Habiter l'espace autrement

Une chronique de Matthieu Gosztola, parue sur le site "Terre à ciel", au sujet de Des fois des regrets comme de Romain Fustier, remis en perspective avec ses publications antérieures.

La poésie de Romain Fustier est une poésie qui se veut attentive aux espaces, quelle que soit leur étendue : ce peuvent être les grands espaces comme ceux propres aux Etats-Unis que l’auteur a pu savamment évoquer dans des poèmes qui ont paru précédemment dans la revue Contre-allées.
Ce peuvent être les espaces les plus réduits qui soient comme ceux où est confiné le souffrant traversant dans son absence-présence un épisode de coma, épisode que l’auteur a pu retourner en présence pleine par le biais de l’épiphanie poétique dans le très beau Coma, paru chez La Porte :
je pense / encore / à toi / avant de / m’endormir / dans ta / chambre / d’hôpital / là-bas / avec qui / donc / pour / te veiller

les infos / à la radio / je ne les / écoute pas / seule / m’importe / une / possible / amélioration / de ton état
bonheur / de te voir / renaître / plus grand / encore / que ta / naissance / m’a confié / ta mère
Ce peuvent être des espaces flous auxquels on ne peut adjoindre de véritable délimitation, comme ceux propres aux paysages, à une entité géographique, à la campagne…, Romain Fustier parvenant dans le dernier numéro de la revue Triages (in Dans nos intérieurs) publiée chez Tarabuste à faire en sorte que la végétation, les sédiments, l’assise du ciel…, dans leurs formes imprécises, trouvent néanmoins une assise précise dans le poème :
le jardin sous la pluie semble avoir ce soir une odeur d’épices, / de filet de bœuf au bengali, un parfum de macération, / feuilles de thé après infusion, de décomposition végétale / dans l’allée que tu viens de remonter, quelque part en asie / que tu imagines ainsi, sous une pluie pénétrante qui cingle / les lignes électriques, qui trempe les cheveux des passants, / dégouline sur les tôles ondulées des échoppes, des restaurants / sur la rue ouverts, et dont les cuisines dégagent une odeur / d’épices comme celle que tu perçois ce soir, dans le jardin / de notre maison d’europe battue par la pluie, remontant / une allée parsemée de feuilles avariées donnant du goût à la nuitAinsi, si la poésie de Romain Fustier se veut à l’écoute de l’espace dans ses différentes acceptions, dans ses diverses définitions, c’est pour faire ressentir véritablement la géographie propre à cet espace, sa matérialité, faisant apparaître ses structures sous-jacentes, quand bien même l’espace approché ne se tient face à nous que dans un flou indéfinissable.

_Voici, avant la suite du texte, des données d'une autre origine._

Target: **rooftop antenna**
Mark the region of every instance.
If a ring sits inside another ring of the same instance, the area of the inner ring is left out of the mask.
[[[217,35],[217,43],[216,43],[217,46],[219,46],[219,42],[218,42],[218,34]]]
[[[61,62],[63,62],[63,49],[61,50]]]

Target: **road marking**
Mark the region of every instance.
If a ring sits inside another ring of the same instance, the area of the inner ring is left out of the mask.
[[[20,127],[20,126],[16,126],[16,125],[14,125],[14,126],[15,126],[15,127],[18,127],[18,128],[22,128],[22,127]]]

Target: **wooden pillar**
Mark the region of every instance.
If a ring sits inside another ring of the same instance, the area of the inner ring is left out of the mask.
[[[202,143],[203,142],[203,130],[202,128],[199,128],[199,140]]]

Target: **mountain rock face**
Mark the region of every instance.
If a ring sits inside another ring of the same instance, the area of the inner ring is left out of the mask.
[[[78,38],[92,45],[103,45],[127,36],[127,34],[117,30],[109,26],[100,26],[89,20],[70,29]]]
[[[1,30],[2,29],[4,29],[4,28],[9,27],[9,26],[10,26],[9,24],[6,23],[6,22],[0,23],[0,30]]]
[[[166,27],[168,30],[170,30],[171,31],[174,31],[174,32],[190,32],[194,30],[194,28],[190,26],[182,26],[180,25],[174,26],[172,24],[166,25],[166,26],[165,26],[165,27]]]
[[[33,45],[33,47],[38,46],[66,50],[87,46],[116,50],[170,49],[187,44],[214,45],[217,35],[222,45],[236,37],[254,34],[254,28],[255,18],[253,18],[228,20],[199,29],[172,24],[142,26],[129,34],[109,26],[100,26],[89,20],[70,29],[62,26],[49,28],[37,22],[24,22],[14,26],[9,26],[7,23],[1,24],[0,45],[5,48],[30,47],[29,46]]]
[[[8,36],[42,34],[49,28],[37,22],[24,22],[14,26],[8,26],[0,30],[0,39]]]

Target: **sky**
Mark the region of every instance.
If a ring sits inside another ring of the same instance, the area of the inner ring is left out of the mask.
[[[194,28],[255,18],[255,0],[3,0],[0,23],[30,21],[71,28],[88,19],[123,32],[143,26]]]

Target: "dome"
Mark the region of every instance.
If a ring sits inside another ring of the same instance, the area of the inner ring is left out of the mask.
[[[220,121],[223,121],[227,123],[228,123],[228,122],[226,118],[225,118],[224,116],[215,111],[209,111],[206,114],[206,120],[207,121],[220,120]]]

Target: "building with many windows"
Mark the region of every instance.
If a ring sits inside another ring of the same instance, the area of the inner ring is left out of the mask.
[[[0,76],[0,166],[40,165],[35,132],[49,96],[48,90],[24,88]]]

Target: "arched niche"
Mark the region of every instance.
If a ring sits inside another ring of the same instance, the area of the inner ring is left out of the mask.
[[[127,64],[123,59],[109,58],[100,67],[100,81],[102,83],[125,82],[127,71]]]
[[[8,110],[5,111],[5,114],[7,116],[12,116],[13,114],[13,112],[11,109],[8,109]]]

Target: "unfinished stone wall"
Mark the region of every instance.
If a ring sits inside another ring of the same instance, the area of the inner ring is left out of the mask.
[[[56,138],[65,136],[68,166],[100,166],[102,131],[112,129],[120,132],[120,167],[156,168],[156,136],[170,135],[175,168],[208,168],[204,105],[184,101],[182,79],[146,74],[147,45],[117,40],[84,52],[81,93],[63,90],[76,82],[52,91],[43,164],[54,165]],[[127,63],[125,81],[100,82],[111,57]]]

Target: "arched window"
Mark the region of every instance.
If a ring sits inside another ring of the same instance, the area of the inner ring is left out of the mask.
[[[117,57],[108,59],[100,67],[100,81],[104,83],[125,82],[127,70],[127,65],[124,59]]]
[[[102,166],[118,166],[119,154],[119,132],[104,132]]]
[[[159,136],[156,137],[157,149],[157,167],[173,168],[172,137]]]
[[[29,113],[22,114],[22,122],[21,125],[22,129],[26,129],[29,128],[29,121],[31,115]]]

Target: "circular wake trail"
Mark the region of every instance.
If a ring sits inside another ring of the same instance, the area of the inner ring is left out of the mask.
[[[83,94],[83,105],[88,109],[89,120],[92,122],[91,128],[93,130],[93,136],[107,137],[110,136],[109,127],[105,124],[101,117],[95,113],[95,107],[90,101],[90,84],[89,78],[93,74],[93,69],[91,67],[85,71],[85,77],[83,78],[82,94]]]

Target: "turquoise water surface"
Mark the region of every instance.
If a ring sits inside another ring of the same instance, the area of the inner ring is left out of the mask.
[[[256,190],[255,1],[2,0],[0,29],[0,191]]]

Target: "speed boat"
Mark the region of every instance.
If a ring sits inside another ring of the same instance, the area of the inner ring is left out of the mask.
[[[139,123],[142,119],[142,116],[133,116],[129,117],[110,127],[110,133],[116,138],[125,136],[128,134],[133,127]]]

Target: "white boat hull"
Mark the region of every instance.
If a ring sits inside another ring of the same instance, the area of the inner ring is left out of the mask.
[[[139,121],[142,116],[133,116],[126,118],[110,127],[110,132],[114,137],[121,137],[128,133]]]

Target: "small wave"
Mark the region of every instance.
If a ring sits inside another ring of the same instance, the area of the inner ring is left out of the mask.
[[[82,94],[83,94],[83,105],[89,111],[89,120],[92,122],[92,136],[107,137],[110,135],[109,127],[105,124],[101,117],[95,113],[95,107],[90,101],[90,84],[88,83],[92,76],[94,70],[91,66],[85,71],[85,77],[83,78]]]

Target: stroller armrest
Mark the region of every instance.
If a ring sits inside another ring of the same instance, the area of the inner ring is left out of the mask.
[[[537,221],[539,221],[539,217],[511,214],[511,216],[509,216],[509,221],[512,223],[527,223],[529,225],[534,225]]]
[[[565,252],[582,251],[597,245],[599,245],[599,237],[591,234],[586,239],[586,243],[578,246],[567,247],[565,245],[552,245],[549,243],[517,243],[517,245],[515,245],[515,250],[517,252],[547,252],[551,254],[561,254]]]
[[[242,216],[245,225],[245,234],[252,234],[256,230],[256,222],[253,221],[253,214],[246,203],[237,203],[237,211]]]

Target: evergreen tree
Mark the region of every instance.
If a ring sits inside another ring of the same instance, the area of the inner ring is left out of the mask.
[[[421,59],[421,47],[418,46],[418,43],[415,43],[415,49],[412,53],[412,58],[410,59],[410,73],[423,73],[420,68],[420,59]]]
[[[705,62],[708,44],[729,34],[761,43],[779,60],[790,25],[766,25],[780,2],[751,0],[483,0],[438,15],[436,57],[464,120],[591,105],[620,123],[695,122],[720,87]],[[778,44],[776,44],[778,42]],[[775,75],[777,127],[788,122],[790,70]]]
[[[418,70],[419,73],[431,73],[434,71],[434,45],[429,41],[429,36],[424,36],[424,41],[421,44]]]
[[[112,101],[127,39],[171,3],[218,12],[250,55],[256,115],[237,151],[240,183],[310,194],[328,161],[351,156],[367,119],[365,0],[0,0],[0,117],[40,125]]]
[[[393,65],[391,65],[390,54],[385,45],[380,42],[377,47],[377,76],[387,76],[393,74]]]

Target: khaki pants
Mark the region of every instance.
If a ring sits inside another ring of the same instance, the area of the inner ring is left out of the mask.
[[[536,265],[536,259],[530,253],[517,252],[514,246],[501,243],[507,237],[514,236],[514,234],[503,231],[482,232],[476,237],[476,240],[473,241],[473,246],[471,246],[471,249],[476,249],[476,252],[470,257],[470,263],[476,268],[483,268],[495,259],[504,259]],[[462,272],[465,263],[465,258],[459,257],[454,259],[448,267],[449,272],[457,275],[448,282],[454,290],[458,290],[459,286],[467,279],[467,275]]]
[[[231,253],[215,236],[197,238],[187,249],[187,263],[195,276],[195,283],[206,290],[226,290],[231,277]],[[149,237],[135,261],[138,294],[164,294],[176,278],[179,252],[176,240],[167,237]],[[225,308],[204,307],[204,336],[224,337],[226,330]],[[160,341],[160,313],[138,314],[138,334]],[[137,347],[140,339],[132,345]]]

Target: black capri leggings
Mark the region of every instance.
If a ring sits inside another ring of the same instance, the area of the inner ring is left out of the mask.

C’est pourquoi la poésie de Romain Fustier se veut aussi attentive à la forme du poème, extrêmement précise quant à sa structure, qui est seule à même de permettre au regard d’être en prise avec les différents espaces : celui évoqué par le poème mais également celui instauré par la forme du poème. Chaque texte redécoupe l’imprécision de la page en formes extrêmement précises que le regard peut habiter, comme s’il s’agissait d’un lieu où vivre.

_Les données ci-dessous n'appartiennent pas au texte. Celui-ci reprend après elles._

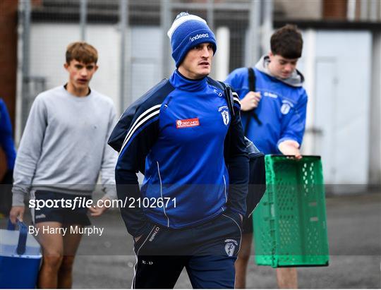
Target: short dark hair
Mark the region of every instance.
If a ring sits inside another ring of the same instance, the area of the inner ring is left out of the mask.
[[[98,61],[98,52],[92,46],[84,42],[71,43],[66,49],[66,64],[75,59],[85,64],[95,63]]]
[[[278,29],[271,36],[271,52],[286,59],[301,56],[303,39],[296,25],[287,24]]]

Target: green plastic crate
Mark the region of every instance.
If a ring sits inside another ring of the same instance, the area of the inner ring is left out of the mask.
[[[266,155],[267,190],[253,215],[255,262],[327,266],[325,194],[318,156]]]

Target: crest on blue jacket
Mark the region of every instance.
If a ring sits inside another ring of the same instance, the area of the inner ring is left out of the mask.
[[[236,240],[227,239],[225,240],[225,252],[229,257],[231,257],[234,254],[234,250],[236,246],[238,246],[238,243]]]

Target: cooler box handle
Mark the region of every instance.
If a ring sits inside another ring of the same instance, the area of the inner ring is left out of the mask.
[[[17,245],[16,252],[18,255],[23,255],[24,253],[25,253],[28,228],[25,224],[24,224],[23,222],[20,222],[18,219],[17,220],[17,224],[18,226],[20,235],[18,236],[18,243]],[[16,225],[12,224],[11,219],[8,220],[7,228],[10,231],[14,231],[16,229]]]

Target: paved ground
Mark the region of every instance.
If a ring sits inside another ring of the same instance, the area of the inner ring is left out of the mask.
[[[381,193],[328,198],[327,214],[330,265],[299,268],[300,288],[381,288]],[[135,258],[119,212],[109,212],[92,222],[105,229],[101,237],[84,237],[73,287],[130,288]],[[276,288],[275,270],[256,266],[253,257],[247,286]],[[191,288],[185,272],[176,287]]]

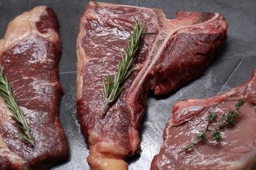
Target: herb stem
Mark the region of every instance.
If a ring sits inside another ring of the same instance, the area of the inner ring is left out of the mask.
[[[128,41],[128,47],[125,49],[125,54],[121,51],[121,60],[118,63],[118,69],[114,78],[108,74],[106,78],[102,79],[104,97],[105,104],[100,111],[100,116],[104,115],[105,110],[108,105],[114,101],[123,90],[121,84],[132,73],[134,66],[133,63],[136,60],[135,54],[140,46],[140,38],[142,35],[156,34],[156,33],[144,33],[146,28],[146,22],[141,23],[135,18],[136,27],[133,27],[131,32],[130,39]]]
[[[213,141],[219,141],[221,139],[221,132],[224,131],[226,128],[236,124],[236,118],[241,113],[240,108],[244,105],[244,101],[240,99],[236,104],[235,108],[232,110],[229,110],[228,113],[224,113],[219,122],[218,128],[215,130],[210,129],[209,128],[209,126],[215,120],[218,116],[216,113],[213,114],[210,112],[208,112],[208,116],[207,118],[207,124],[205,126],[205,131],[203,133],[199,133],[196,136],[196,137],[200,141],[195,142],[195,140],[194,140],[193,141],[190,142],[190,143],[184,148],[181,150],[179,154],[182,152],[186,152],[190,150],[202,142],[204,142],[209,144],[213,144]]]
[[[18,105],[18,102],[15,100],[14,95],[11,90],[10,83],[8,82],[7,76],[3,75],[1,65],[0,65],[0,96],[5,99],[5,105],[9,108],[12,114],[11,117],[18,123],[18,124],[16,124],[16,126],[19,128],[26,135],[17,132],[14,132],[14,133],[21,137],[25,141],[34,146],[35,143],[33,137],[29,128],[28,122],[25,118],[22,110]]]
[[[106,100],[106,102],[105,102],[105,104],[104,105],[103,107],[102,107],[102,109],[101,110],[101,112],[100,112],[100,116],[102,118],[103,116],[104,116],[104,112],[106,109],[106,107],[108,107],[108,104],[110,103],[110,99],[112,97],[113,95],[114,95],[114,92],[115,92],[115,90],[113,88],[112,90],[111,90],[111,92],[108,97],[108,99]]]

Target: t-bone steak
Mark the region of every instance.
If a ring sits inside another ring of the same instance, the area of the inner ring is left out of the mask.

Néanmoins, il ne s’agit pas pour l’auteur d’instaurer à chaque fois la même forme poétique qui se veuille l’écho le plus net possible des structures géographiques au sein desquelles Romain Fustier inlassablement déambule. Parce que chaque recueil renvoie à un univers et à une visée différents, chaque livre manifeste une façon d’être au monde brillant dans son unicité. Chaque ensemble témoigne d’une volonté du poète d’habiter la terre autrement. Et à chaque fois différemment.

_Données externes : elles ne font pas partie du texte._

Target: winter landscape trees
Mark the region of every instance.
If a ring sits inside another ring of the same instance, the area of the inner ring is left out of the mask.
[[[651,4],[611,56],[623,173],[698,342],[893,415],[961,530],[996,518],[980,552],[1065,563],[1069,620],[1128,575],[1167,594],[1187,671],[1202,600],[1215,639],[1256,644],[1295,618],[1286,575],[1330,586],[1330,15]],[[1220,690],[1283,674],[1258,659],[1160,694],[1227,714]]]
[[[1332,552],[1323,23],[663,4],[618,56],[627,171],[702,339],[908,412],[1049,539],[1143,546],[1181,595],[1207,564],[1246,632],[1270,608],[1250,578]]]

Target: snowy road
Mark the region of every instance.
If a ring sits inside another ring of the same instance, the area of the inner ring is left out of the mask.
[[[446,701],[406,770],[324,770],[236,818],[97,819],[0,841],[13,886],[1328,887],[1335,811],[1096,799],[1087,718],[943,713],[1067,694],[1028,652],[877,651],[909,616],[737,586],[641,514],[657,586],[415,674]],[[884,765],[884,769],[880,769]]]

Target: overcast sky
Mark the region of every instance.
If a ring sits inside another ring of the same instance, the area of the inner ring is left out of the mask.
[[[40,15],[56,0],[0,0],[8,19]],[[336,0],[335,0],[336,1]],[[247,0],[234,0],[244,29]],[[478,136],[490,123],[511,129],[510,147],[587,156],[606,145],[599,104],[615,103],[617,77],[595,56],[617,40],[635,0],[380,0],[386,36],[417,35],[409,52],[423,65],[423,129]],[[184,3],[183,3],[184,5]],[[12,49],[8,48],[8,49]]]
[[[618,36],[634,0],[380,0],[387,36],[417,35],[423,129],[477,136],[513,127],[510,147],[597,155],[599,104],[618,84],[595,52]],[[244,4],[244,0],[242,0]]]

C’est pourquoi l’auteur invente pour chaque ensemble une forme différente, forme qu’il décline invariablement du début à la fin, rendant à ce point les textes solidaires entre eux qu’ils deviennent les fragments indivisibles d’un même espace que le lecteur est invité à parcourir avec son émotion, sa sensibilité, son jeu. Dans Les yeux assis sur la plage (Editions de l’Atlantique) par exemple, la forme poétique renvoie tout aussi bien au carré de la plage, à celui du drap, au rectangle de la serviette posée sur le sable etc. :
elle rêverait de sortir son lit sur la plage le matin pour elle seule quand le soleil se lève après une nuit passée sur fond de clapotis et les mouettes lui serviraient en déjeuner le jus d’orange de l’aube coulant de la falaise les palmiers en tartine de la confiture d’ifs elle rêverait de s’éveiller dans un lit déposé sur le sable où son sommeil serait flottant comme les bouées qu’elle montre au large
Cette assimilation entre la serviette et la page est d’autant mieux rendue que le très beau papier sur lequel les poèmes ont été imprimés est constellé d’une myriade de petites poussières de soleil, grains de sable éblouis par le ressac de la mer très près – comme c’est le cas pour tous les livres parus aux éditions de l’Atlantique.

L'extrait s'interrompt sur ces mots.